Virus influenza A biasanya tidak patogenik terhadap reservoir alaminya yaitu itik
dan unggas air lain. Namun virus HPAI telah berevolusi dari yang tidak
mengakibatkan atau sedikit menimbulkan gejala infeksi pada saluran pernafasan
itik menjadi virus yang menyebabkan penyakit sistemik parah dan kematian
(Pantin-Jackwood dan Swayne 2007). Wabah virus highly pathogenic avian
influenza (HPAI) H5N1 pertama kali dilaporkan di Cina Selatan pada tahun
1996-1997, kemudian menyebar dan menyebabkan kematian unggas di Vietnam,
Thailand, Indonesia dan Negara Asia Timur sejak awal tahun 2004 (Smith et al.
2006).
Gejala HPAI H5N1 sebelum tahun 2002 tidak terlihat pada itik. Penelitian
eksperimental yang dilakukan oleh (Perkins dan Swayne 2002) yang
menginfeksikan A/chicken/HK/220/97 pada itik tidak menemukan gejala klinis.
Sedangkan infeksi virus HPAI H5N1 pada itik menggunakan isolat yang
diperoleh pada tahun 2002 sampai 2004 menimbulkan gejala klinis seperti
penurunan berat, lesu, diare, mata berkabut, dan ataksia kemudian mati meskipun
beberapa strain yang diisolasi selama tahun 2002-2004 juga menunjukkan gejala
yang ringan atau tidak ada sama sekali (Gambar 3) (Sturm-Ramirez et al. 2004).
Itik yang diinfeksi virus A/duck/Thailand/71.1/2004 menunjukkan gejala panas
tinggi, kesulitan bernafas, depresi, diare, gejala syaraf (ataksia, konvulsi, dan
inkoordinasi), dan konjungtivitis dengan mortalitas 20-100% (Songserm et al.
2006). Saat nekropsi ditemukan pendarahan titik dan terlokalisir pada kaki dan
20
paling menonjol ditemukan pada paru-paru seperti pneumonia, edema, kongesti,
dan peradangan perivaskuler (Songserm et al. 2006). Pada itik yang menunjukkan
gejala syaraf ditemukan kumpulan sel radang di sekitar pembuluh darah dan
peradangan neuroglia. Pada itik ras pedaging ditemukan degenerasi otot jantung
dengan perubahan patologis lain yang dapat terlihat antara lain hepatitis,
tubulonefritis, pengecilan kelenjar limfoid dan enteritis (Songserm et al. 2006).
Gambar 3. Grafik tingkat kelangsungan hidup itik yang diinfeksi berbagai isolat VAI H5N1 diadaptasi dari Sturm-Ramirez et al. (2005). Kelompok virus LPAI: A/Thai/1(Kan-1)/04 dan A/Ck/PP/BPPV3/04, HPAI: A/Dk/VN/40D/04, A/Ck/VN/48C/04, A/Dk/Thai/71.1/04, dan A/VN/1203/04.
AI Patogenitas Rendah (low-pathogenic avian influenza, LPAI)
Sasaran utama infeksi virus LPAI pada itik tidak hanya saluran pernafasan
dan jaringan paru-paru. Itik yang diinokulasi intranasal dengan virus LPAI
menunjukkan gejala paru-paru pneumonia ringan dan infiltrasi limfosit dan
makrofag dalam waktu 2 hari. Pewarnaan imunohistokimia nukleoprotein
menunjukkan perubahan pada sel epitel saluran pernafasan namun tidak ada
replikasi virus pada jaringan paru-paru (Cooley et al. 1989).
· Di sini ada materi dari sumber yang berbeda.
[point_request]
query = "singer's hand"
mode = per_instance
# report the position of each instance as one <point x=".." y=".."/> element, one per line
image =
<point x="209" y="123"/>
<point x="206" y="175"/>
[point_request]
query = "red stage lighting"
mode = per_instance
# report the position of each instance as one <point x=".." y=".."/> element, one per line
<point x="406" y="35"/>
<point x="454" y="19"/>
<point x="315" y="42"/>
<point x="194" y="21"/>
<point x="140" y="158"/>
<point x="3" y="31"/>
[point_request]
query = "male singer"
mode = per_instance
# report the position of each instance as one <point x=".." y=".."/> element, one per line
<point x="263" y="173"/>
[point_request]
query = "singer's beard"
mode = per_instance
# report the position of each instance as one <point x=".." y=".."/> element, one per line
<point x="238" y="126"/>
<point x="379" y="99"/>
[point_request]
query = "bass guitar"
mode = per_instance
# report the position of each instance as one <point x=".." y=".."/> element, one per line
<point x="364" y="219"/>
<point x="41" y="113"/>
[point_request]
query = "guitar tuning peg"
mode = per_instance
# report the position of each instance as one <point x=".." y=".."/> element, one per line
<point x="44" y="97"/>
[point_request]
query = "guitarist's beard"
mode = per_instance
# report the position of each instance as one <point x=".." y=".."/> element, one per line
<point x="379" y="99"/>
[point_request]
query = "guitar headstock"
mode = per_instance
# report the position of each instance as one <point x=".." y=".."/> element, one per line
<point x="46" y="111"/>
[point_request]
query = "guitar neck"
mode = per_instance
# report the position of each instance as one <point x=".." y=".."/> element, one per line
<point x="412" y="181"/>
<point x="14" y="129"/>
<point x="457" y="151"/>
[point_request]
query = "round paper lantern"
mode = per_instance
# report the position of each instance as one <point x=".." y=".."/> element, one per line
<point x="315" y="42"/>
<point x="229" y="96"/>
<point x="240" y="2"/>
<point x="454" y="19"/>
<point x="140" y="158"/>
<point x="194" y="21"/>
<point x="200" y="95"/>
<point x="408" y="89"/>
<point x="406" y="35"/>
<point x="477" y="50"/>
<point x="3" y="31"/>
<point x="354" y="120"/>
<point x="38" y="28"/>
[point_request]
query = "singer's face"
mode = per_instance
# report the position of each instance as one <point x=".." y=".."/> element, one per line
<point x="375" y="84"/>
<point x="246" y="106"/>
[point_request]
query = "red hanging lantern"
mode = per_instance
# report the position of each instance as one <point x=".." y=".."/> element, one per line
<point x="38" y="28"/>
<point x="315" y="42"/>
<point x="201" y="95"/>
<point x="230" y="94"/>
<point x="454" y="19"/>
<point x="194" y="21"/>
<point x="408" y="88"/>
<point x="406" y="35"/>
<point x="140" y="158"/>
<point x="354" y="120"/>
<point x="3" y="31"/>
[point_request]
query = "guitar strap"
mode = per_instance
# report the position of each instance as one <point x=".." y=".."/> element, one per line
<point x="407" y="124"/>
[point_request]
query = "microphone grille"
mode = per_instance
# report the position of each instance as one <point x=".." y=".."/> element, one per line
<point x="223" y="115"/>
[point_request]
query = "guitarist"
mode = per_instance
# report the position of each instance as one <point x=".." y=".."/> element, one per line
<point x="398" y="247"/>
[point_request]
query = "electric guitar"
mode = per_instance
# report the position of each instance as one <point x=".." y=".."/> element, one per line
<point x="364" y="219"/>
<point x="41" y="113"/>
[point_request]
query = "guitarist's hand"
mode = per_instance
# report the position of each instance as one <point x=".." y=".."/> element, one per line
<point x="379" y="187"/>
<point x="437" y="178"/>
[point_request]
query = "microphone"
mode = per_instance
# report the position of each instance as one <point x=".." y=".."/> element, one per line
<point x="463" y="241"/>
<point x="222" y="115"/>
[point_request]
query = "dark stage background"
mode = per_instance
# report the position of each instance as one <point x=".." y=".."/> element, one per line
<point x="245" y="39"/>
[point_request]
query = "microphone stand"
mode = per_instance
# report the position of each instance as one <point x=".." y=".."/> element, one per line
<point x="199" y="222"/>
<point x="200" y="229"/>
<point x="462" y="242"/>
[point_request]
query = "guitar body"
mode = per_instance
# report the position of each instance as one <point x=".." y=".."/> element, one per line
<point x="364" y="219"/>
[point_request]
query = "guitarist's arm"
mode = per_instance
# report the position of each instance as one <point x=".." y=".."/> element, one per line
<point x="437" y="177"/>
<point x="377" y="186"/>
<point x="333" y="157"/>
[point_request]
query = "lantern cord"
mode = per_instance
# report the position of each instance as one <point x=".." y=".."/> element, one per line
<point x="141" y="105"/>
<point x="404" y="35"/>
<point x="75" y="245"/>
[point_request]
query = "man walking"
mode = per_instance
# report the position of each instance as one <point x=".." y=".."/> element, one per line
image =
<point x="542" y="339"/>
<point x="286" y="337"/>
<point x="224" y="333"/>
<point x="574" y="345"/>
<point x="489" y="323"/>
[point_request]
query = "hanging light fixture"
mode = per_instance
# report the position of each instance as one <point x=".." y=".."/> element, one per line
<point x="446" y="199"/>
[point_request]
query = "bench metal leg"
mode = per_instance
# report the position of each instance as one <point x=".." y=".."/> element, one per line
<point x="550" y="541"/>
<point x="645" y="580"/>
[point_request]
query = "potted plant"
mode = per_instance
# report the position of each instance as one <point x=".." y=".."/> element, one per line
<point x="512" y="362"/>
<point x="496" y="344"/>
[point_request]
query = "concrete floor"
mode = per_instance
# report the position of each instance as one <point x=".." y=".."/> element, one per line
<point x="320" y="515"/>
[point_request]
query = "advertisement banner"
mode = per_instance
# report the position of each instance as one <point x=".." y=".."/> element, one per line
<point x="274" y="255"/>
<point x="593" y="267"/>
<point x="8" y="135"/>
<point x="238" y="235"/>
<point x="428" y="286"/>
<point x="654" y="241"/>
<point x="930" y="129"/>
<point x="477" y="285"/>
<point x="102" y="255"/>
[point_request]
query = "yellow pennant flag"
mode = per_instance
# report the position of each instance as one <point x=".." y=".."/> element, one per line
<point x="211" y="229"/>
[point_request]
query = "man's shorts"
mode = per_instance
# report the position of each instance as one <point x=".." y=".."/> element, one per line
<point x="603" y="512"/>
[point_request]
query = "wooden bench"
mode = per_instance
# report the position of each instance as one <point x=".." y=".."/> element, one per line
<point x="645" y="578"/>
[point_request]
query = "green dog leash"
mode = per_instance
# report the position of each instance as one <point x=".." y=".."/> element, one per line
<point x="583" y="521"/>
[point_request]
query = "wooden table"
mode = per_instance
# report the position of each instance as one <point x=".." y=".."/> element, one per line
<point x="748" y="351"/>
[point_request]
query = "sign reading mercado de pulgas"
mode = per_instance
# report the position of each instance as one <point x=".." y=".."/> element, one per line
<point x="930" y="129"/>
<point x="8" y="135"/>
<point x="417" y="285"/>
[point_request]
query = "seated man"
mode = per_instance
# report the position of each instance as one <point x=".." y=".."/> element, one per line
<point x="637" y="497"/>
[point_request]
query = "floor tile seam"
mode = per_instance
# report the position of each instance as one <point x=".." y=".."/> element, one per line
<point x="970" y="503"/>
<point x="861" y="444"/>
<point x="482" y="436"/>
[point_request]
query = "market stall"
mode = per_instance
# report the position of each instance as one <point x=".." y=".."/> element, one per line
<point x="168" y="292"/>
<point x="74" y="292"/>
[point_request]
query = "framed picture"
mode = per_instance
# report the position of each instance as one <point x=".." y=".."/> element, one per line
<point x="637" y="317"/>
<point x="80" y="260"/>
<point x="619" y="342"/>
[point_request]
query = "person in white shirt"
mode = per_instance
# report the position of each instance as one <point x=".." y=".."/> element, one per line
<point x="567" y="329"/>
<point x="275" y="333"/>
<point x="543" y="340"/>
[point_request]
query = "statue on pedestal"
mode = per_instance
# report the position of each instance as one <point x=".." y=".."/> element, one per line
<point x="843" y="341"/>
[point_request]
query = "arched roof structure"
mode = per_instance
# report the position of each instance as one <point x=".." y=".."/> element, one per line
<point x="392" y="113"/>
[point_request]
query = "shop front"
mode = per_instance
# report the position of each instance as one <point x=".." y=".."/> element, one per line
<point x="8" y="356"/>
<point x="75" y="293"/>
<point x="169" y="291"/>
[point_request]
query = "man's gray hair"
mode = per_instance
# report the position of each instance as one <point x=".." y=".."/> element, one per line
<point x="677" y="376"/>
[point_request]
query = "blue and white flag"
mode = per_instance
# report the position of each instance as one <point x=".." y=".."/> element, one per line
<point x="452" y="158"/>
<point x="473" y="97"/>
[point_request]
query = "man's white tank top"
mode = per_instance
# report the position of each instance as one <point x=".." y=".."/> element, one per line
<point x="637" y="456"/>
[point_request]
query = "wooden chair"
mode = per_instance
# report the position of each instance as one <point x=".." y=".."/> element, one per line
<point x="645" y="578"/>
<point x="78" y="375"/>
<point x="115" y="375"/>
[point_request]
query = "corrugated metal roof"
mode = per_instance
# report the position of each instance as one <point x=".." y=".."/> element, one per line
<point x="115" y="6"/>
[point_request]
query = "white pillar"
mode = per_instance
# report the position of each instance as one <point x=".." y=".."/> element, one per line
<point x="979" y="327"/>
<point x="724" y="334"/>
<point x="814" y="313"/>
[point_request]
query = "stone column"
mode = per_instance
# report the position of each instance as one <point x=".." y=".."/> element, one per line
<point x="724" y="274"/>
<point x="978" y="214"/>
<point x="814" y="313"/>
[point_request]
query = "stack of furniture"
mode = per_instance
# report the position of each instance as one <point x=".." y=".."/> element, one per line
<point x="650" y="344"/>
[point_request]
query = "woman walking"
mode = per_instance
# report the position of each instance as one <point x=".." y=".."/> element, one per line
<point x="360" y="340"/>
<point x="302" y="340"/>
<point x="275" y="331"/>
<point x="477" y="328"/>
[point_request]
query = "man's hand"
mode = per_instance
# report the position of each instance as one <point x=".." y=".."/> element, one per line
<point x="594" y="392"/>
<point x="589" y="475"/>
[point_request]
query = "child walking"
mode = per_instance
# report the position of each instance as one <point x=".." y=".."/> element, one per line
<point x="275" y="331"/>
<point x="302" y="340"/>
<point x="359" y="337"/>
Virus LPAI dapat
melewati saluran pencernaan atas itik dan bereplikasi dalam usus tanpa
menyebabkan manifestasi klinis penyakit (Webster et al. 1978; Kida et al. 1980).
Hasil penelitian yang menginokulasikan virus secara langsung pada tembolok dan
kloaka (Webster et al. 1978) serta ditemukannya titer virus yang tinggi pada feses
merupakan organ target virus LPAI pada itik sebagai tempat replikasi virus tanpa
infeksi pada paru-paru. Lebih spesifik, replikasi virus LPAI diyakini terjadi di
kriptus Lieberkühn usus besar (Kida et al. 1980).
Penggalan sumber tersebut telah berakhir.